Ces suggestions peuvent être réalisables ou non, mais le fait que les forces de police ne conduisent pas eux-mêmes cette conversation est accablant. La colère contre la police monte depuis la condamnation de Couzens cette semaine, avec une rafale d’appels à enquête et la démission de Cressida Dick, la commissaire du Met. La frustration a été aggravée par le fait que la police a conseillé aux femmes de descendre d’un bus si elles soupçonnaient qu’un officier tentait de les enlever.

D’autres forces évoluent également à un rythme glacial sur cette question. En 2018, les réponses à la liberté d’information ont montré que moins d’un tiers au Royaume-Uni avait mis en place des procédures spécifiques pour garantir une réponse impartiale aux employés accusés de violence domestique. Cette année, le Bureau of Investigative Journalism a demandé aux 48 forces (y compris les forces spécialisées) si elles avaient apporté des changements depuis. Deux seulement ont dit oui.

Ce n’est pas seulement de la violence domestique.
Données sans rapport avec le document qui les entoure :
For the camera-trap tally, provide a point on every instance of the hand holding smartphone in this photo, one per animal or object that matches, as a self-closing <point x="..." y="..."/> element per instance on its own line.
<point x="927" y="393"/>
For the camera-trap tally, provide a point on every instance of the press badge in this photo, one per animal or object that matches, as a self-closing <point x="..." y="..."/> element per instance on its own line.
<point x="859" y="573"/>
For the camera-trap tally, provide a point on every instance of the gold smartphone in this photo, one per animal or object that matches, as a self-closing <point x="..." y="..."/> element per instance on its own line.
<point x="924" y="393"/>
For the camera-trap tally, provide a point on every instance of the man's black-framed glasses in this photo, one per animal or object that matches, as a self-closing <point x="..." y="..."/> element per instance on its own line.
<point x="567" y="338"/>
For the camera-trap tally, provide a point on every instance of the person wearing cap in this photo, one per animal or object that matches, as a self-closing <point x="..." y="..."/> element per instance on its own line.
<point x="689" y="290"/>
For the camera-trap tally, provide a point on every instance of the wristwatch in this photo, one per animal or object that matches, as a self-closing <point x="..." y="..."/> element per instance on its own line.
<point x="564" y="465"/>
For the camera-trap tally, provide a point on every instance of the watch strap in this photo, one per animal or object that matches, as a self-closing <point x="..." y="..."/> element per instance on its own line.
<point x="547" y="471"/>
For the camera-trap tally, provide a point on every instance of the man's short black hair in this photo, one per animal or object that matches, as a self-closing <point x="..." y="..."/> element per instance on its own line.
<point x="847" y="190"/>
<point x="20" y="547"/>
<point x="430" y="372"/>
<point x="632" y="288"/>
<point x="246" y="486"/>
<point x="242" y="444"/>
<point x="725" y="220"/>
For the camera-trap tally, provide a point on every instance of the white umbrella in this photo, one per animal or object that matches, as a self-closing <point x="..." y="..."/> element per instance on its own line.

Les pièges dans la façon dont les forces traitent les allégations contre les agents peuvent s’appliquer à tous les types de violence à l’égard des femmes. La grande majorité de ceux qui servent dans la police seront consternés par les autres agents qui abusent de leur position. Les personnes au pouvoir doivent mettre en place des mécanismes solides pour éviter qu’elles ne soient laissées pour compte et garantir que les femmes du monde entier soient plus en sécurité.